Quella via, stretta e corta, c’è ed io da molto tempo la propongo: una giunta regionale d’emergenza rappresentativa di tutti gli schieramenti in campo alle ultime elezioni e presidenza del Consiglio Regionale a Pippo Callipo, per il valore della sua persona e non solo come più alta espressione della minoranza. Ovvero, in alternativa, una giunta del Presidente, tutta sua, fatta da competenze consolidate e personale politico scelto al di fuori delle logiche spartitorie tra le liste, e assolutamente lontana da persone che abbiano avuto a che fare, attraverso qualsiasi ruolo, con le amministrazioni e le “ divisioni” politiche precedenti. Questa necessità della logica si è resa più doverosa e urgente a causa del maledetto virus, che, quali che saranno le conseguenze sanitarie e di incolumità dei cittadini, si abbatterà sul tessuto economico e sociale della Calabria con la forza di cento uragani, procurando miseria, povertà, altra disoccupazione e vuoti più profondi sul terreno della sicurezza personale e sociale, da non potersi oggi neppure immaginare. In altre realtà questa necessità la chiamerebbero giunta di emergenza o di salute pubblica. Qui, invece, si fa finta di vivere in un altro mondo dove non esistono problemi se non quelli di pagare i patti elettorali, soddisfare le vecchie logiche falsamente partitocratiche( in Calabria i partiti non esistono più da molti anni), accontentare i piccoli potenti che operano fuori dalle istituzioni e queste piegano a interessi che nulla hanno a che vedere con quelli della nostra terra.
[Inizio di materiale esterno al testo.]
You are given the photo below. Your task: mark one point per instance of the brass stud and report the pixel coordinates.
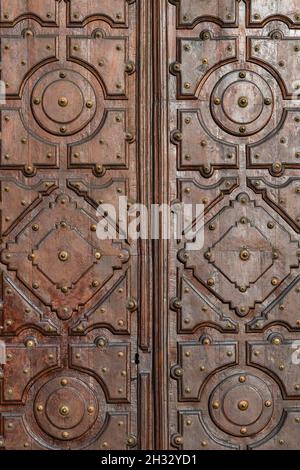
(28, 169)
(129, 67)
(243, 102)
(243, 405)
(64, 410)
(244, 255)
(63, 256)
(131, 304)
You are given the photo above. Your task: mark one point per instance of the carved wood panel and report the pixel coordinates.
(233, 145)
(70, 310)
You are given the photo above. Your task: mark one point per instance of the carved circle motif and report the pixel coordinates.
(241, 405)
(242, 106)
(63, 102)
(63, 408)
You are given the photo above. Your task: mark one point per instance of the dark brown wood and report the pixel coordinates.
(122, 344)
(75, 134)
(233, 145)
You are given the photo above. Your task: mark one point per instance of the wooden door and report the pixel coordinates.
(230, 139)
(86, 82)
(72, 314)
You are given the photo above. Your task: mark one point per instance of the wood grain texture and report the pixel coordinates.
(75, 134)
(233, 123)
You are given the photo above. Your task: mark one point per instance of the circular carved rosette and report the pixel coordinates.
(65, 408)
(63, 102)
(241, 405)
(242, 103)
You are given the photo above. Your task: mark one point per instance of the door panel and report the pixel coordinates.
(70, 310)
(233, 145)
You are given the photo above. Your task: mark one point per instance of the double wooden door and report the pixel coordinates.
(121, 344)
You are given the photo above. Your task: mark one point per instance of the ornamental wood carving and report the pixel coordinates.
(170, 101)
(233, 144)
(71, 304)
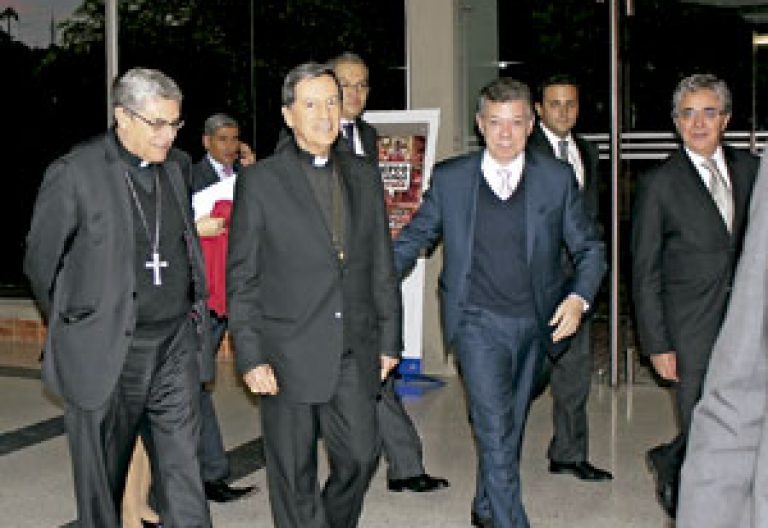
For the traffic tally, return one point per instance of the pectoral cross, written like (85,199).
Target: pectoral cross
(155,264)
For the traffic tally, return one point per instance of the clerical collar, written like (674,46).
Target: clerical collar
(310,159)
(128,157)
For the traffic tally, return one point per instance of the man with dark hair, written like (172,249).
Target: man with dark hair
(557,106)
(114,263)
(213,181)
(314,306)
(503,215)
(399,439)
(687,231)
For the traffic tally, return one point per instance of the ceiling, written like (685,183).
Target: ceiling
(754,11)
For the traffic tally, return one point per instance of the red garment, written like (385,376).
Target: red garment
(215,255)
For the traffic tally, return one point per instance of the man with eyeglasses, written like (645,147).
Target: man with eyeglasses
(503,215)
(687,229)
(115,266)
(400,441)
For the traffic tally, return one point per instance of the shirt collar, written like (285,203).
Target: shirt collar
(554,139)
(128,157)
(698,159)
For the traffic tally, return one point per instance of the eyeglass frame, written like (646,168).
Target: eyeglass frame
(358,87)
(158,124)
(709,113)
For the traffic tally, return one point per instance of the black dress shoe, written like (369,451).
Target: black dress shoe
(480,522)
(581,470)
(220,491)
(667,495)
(666,487)
(418,484)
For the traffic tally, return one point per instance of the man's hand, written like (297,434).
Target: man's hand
(209,226)
(261,380)
(387,364)
(567,317)
(665,365)
(247,156)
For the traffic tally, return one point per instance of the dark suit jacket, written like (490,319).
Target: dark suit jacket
(589,157)
(683,257)
(291,304)
(80,264)
(554,216)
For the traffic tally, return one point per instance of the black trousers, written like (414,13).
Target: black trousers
(157,393)
(570,383)
(400,441)
(214,464)
(347,424)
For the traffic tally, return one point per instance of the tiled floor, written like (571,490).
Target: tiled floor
(36,486)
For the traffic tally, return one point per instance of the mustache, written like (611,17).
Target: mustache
(324,125)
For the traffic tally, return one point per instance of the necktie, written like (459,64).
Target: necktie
(349,134)
(721,195)
(506,187)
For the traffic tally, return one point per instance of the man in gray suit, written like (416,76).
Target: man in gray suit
(725,474)
(400,441)
(314,306)
(114,263)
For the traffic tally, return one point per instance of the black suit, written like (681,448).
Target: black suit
(80,261)
(320,324)
(683,260)
(570,376)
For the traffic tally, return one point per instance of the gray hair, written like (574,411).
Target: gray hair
(348,57)
(504,90)
(702,81)
(217,121)
(139,84)
(308,70)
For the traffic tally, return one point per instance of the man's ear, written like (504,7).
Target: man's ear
(287,116)
(121,117)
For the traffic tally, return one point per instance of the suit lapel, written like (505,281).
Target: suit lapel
(298,190)
(117,174)
(691,180)
(536,200)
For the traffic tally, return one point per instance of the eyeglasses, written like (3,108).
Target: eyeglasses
(158,124)
(358,87)
(709,113)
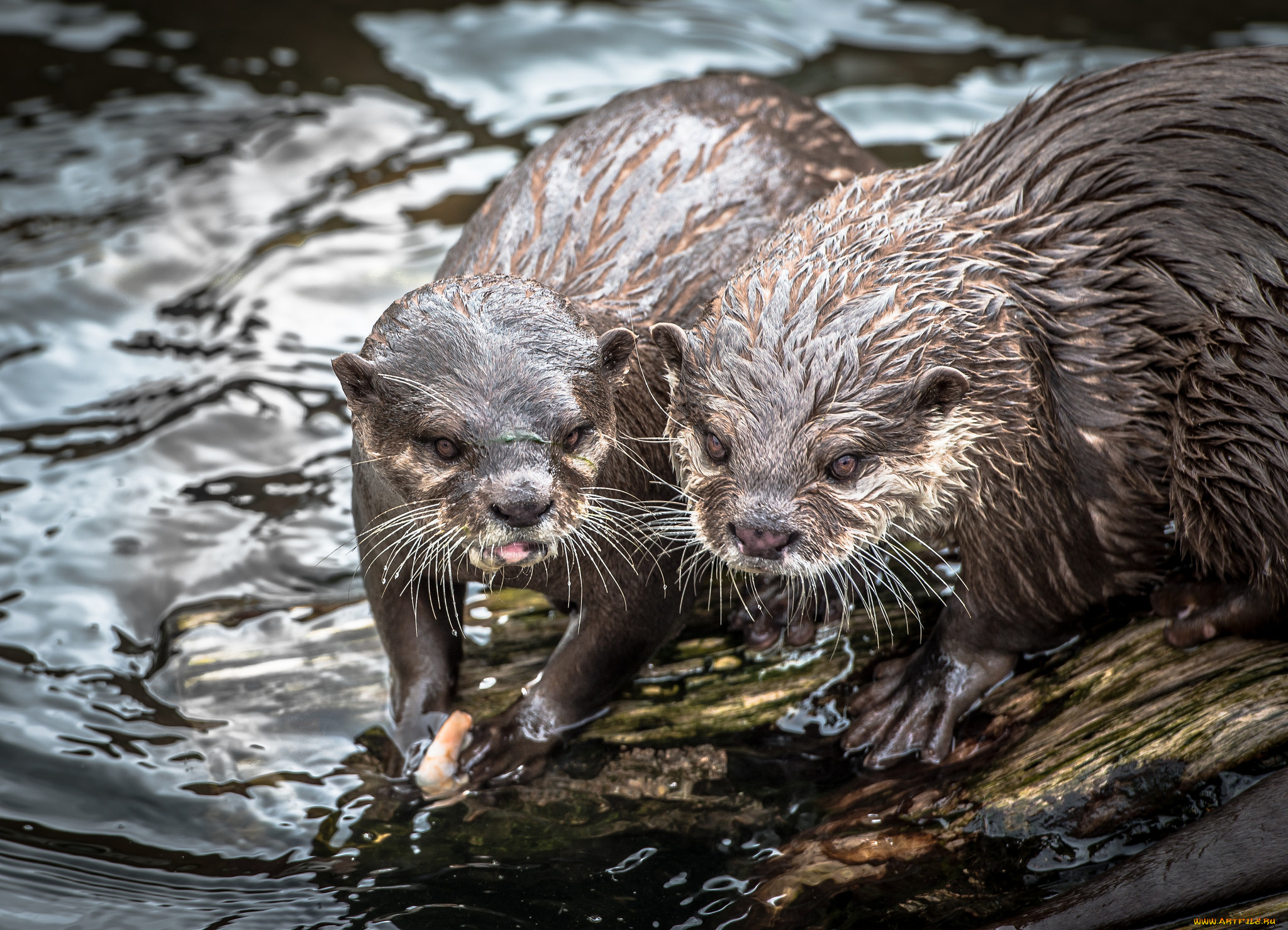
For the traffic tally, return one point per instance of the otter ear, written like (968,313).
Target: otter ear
(358,379)
(614,352)
(672,341)
(941,389)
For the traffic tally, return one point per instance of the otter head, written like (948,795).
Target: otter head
(804,432)
(485,409)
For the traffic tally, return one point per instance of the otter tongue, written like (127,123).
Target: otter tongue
(514,551)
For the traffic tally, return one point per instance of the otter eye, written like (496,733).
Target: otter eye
(575,437)
(844,467)
(716,450)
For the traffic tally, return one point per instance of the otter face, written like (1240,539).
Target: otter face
(795,460)
(485,409)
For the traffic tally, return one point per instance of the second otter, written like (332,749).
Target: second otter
(495,410)
(1063,346)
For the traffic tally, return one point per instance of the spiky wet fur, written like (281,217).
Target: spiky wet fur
(1106,264)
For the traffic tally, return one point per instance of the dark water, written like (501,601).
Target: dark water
(200,205)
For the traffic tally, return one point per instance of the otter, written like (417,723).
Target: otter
(1063,347)
(496,410)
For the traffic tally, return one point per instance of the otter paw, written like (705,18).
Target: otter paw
(770,614)
(913,705)
(438,773)
(1203,609)
(502,753)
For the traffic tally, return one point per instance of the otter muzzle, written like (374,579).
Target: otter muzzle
(511,555)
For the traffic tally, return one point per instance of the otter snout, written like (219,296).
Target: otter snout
(522,513)
(763,543)
(518,499)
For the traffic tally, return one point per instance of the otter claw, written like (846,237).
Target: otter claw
(438,771)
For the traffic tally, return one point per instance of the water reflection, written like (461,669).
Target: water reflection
(184,655)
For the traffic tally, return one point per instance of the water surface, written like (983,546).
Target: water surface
(201,206)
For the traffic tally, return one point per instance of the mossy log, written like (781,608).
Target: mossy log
(1082,756)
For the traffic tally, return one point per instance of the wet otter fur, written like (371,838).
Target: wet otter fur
(495,410)
(1054,347)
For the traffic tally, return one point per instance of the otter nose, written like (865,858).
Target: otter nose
(760,543)
(522,513)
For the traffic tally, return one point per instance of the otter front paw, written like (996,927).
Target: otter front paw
(504,751)
(1203,609)
(914,704)
(773,609)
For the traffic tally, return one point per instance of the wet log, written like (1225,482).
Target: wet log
(1085,756)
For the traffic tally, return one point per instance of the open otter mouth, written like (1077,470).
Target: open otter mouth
(511,555)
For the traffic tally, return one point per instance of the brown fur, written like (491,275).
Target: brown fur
(1046,347)
(634,214)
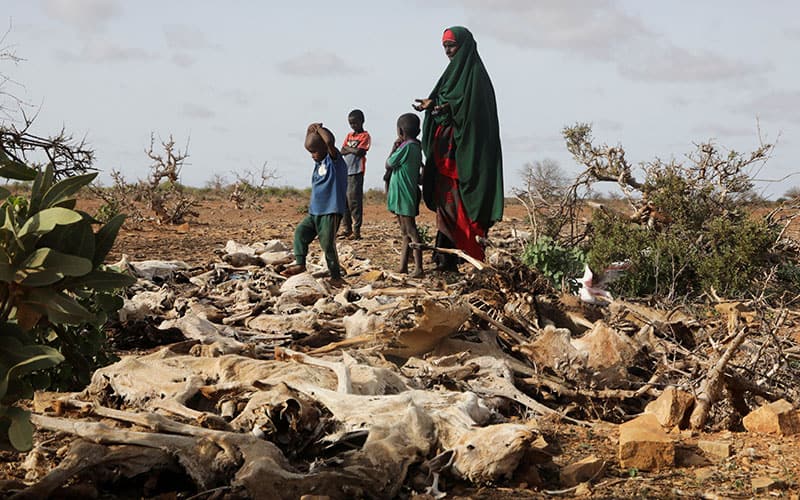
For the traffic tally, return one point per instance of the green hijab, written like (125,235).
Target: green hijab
(466,87)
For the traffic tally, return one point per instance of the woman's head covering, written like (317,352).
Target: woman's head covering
(448,36)
(466,87)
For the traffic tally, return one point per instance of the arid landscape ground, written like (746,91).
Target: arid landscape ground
(754,457)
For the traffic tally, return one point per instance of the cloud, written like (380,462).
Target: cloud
(317,63)
(186,38)
(593,29)
(530,144)
(192,110)
(84,15)
(182,59)
(676,64)
(104,51)
(722,131)
(601,31)
(778,105)
(236,96)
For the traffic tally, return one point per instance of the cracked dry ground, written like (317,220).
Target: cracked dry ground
(753,457)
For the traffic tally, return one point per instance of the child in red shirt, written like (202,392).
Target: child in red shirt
(354,151)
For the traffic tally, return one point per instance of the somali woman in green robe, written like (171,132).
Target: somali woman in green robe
(463,174)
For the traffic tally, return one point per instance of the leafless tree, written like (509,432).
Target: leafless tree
(250,187)
(163,191)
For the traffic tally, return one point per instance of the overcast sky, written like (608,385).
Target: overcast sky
(240,80)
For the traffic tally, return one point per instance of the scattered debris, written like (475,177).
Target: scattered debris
(266,387)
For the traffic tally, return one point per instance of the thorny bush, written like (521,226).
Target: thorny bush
(690,230)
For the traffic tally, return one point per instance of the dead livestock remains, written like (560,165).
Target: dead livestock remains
(487,383)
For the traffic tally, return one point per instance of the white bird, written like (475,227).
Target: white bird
(593,291)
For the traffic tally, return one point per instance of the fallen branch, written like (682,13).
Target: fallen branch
(480,266)
(712,385)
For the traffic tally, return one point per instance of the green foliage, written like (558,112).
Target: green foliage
(695,253)
(554,261)
(108,211)
(54,290)
(426,234)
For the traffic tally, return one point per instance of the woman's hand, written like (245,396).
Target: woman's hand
(422,104)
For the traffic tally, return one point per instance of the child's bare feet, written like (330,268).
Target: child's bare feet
(337,282)
(292,270)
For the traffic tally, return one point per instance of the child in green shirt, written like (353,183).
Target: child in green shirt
(402,187)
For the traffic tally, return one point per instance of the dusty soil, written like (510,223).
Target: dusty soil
(198,242)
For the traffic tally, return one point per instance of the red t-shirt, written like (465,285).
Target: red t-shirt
(360,140)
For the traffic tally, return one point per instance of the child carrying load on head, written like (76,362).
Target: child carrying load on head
(328,191)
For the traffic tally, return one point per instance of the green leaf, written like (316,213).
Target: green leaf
(20,432)
(70,204)
(57,306)
(104,239)
(13,169)
(8,222)
(103,280)
(47,266)
(75,239)
(23,359)
(47,219)
(66,188)
(40,185)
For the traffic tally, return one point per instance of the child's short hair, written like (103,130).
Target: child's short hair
(314,142)
(357,113)
(408,123)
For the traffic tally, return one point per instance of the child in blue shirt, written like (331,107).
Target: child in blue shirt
(328,203)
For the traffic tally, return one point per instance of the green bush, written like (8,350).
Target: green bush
(559,264)
(726,252)
(53,287)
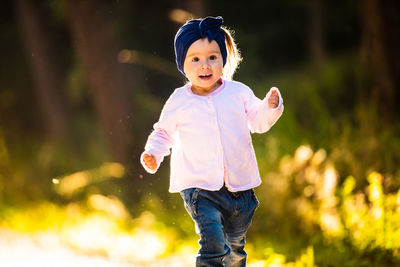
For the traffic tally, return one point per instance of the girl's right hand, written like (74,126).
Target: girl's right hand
(150,162)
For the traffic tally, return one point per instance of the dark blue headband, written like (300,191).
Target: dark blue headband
(194,30)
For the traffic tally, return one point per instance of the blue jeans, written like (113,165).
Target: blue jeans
(221,219)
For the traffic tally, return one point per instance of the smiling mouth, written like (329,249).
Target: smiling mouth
(205,77)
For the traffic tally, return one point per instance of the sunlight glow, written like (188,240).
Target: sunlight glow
(302,155)
(68,184)
(180,15)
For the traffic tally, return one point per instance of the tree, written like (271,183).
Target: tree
(47,77)
(94,39)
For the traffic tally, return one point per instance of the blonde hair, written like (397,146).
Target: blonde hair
(233,58)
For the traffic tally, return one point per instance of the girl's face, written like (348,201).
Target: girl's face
(203,66)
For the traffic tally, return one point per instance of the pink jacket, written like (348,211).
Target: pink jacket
(209,136)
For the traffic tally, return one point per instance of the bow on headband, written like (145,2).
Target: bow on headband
(194,30)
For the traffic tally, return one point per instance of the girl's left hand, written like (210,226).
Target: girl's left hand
(273,99)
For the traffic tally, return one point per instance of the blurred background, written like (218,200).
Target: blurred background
(82,82)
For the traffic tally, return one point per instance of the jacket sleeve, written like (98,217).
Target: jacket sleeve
(161,138)
(260,116)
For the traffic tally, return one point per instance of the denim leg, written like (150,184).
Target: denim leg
(222,222)
(236,229)
(209,224)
Le notizie, che nel momento in cui scriviamo ci arrivano da ambienti che hanno utilizzato il dramma sanitario per prendere tempo sulle divisioni che hanno impedito addirittura la convocazione dell’Assemblea elettiva, che proprio per la drammatica situazione avrebbe dovuto mantenersi in seduta permanente( anche per rispetto ai calabresi costretti a casa e sopratutto agli operatori sanitari, alle forze dell’ordine, del volontariato e della protezione civile, che stanno rischiando la vita insieme a quei lavoratori obbligati al servizio), sono che le liste hanno trovato l’accordo e che la giunta sia stata nominata. Non vado neppure a curiosare sui nomi. Con tutto il rispetto per le persone, trovo che il contesto che le ha chiamate e la logica sottostante siano esattamente l’esatto contrario di cui la Calabria abbia bisogno.

La cosa mi addolora, sotto ogni veste da me ricoperta. E per nulla mi conforta la certezza che i fatti, quelli oggi negati o ingannati, mi daranno ragione. Dico solo: peccato che si sia persa questa importante occasione, che un inciampo della storia ci aveva offerto. L’aveva offerto a noi Calabria. E, per la sua competenza, all’Italia, quella del governo centrale e delle altre ragioni. Adesso gli italiani sono dominati dalla paura e non sentono altro. Al risveglio da questa guerra, tutti capiranno come essa, nelle dure conseguenze, ricadrà per mille anni ancora su di loro. Solo su di loro, sempre più lontani da questa politica e dai pochi potenti che, dal di fuori, la comandano, allargando il solco tra ricchi, sempre di meno ma più ricchi (le crisi epocali storicamente lo attestano) e i poveri sempre più numerosi e più poveri.